Rameau’s Platée: No Frogs in Throat Here

United StatesUnited States Rameau, Platée: Soloists, chorus, and orchestra of Les Arts Florissants, Paul Agnew (conductor), Alice Tully Hall, Lincoln Center, New York, 2.4.2014 (SSM)

Portrait de l'acteur Jelyotte en costume de femme. Musée. The first Platée.
Platée: Portrait de l’acteur Jelyotte en costume de femme. Musée du Louvre.

Concert Version

Cast:
Marcel Beekman: Platée
Edwin Crossley-Mercer: Jupiter
Marc Mauillon: Cithéron
Cyril Auvity: Mercure and Thespis
Simone Kermes: La Folie
Emilie Renard: Junon
Emmanuelle de Negri: L’Amour and Clarine
Virginie Thomas: Thalie
João Fernandes: Momus

I’ve been lucky enough to attend two major productions of Platée: the New York City Opera’s revival in 2004 and the Opéra Garnier’s revival in 2006. Whether due to lack of funding or other causes, this performance from Les Arts Florissants was a stripped-down concert version of Robert Carsen’s well-reviewed revival at the Theater an der Wien and the Opéra Comique, and it suffered from that.

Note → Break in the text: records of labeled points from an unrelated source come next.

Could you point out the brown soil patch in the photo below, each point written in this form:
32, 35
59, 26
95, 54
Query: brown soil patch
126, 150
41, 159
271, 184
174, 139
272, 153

Carsen’s staging in Europe placed the cast in the middle of a high-fashion show, with Jupiter dressed and made up to look like designer Karl Lagerfeld, Juno in Coco Chanel and La Folie costumed à la Lady Gaga. It’s an interesting conceit, putting a character like Platée in a place where being out of fashion is sufficient reason for him to be made into a pariah. However, the fashion-show concept wasn’t made clear in this concert version, and information on the setting would have helped place the opera in context and clarified some of the costuming and connections.

Losing the staging also meant losing the dancing, which left the audience without anything of visual interest for long stretches at a time. Mark Morris’s choreography at the City Opera and Laura Scozzi’s in the Paris production tightened and filled the opera’s many non-vocal interludes which, as well played as they were here, were ultimately just too static.

To compare these three productions of Platée is to realize that Rameau provided for an extremely wide range of interpretations. The libretto is so silly that there could hardly be anything done to it that would make it sillier. The 2006 Paris production with Paul Agnew as Platée is set in a theater with  rows of balcony seats facing the audience as if the actors on stage were watching us. With the cast running up and down the staircases and sitting expressionless, this could have effectively been choreographed by Pina Bausch. In contrast, the 2004 NYCO production opens in a gay bar with partly clad men soliciting each other, and it sets the characters in a cartoon-like swamp. Outrageous costuming by Isaac Mizrahi added to the success of this production.

So what were we left with? I was telling someone this morning about the performance and was asked who the group was. Upon being told “Les Arts Florrissants” her response was, “Oh, then it had to be good.” Of course she is right. Every production I’ve ever seen by this group rises far above those of any other historical performance ensemble. Season after season through “Le Jardin des Voix,” William Christie has been able to consistently train many of the vocalists who so enthusiastically sing and act in his musical word. One may question some musical decisions as to tempo and dynamics, but there is no question about the musicians’ capabilities. They make no attention-grabbing show of their skills, and at this performance many players smiled and laughed, charmed as much by the characters as was the audience. There are no questions about technique. Christie has so successfully mastered  Baroque practice that it would be hard to find the harshest critic of early music performance who would feel the need to question him on issues such as vibrato (absolutely none), instruments (all original) and scores (nothing cut, all da capos taken).

The highlight of Platée has always been La Folie’s “Formons les plus brilliants concert.” While not quite as outrageous as Jennifer Smith’s La Folie in the 2004 production where, dressed in sheets of music, she hands them out to the orchestra, Simone Kermes gave her own maniacal reading: improvising the melismas and adding a last note two octaves above the actual aria’s final notes. If she has been called “Lady Gaga of classical music” by the press, she has found here  in Platée the right vehicle and costume.

There was no attempt to present Platée her/himself as a frog as is done in the other productions. In truth, Marcel Beekman’s Platée came closer to the historical portrait we have of the actor Jelyotte who played Platée in the premier in 1745. Beekman, who at times fell into the role of the Australian cross-dresser/comedian Dame Edna, acted and sang a little too broadly. He never conveyed the expressive sensitivity of Paul Agnew, whose anger at being hoodwinked was both repulsive and touching. Jean-Paul Fouchécourt, from the 2004 NYCO production, is the voice I hear when I think of Platée.

We should be happy for whatever Rameau and William Christie we are offered, but I hope that in the future Les Arts Florissants will be able to stage this work in New York in the way it deserves.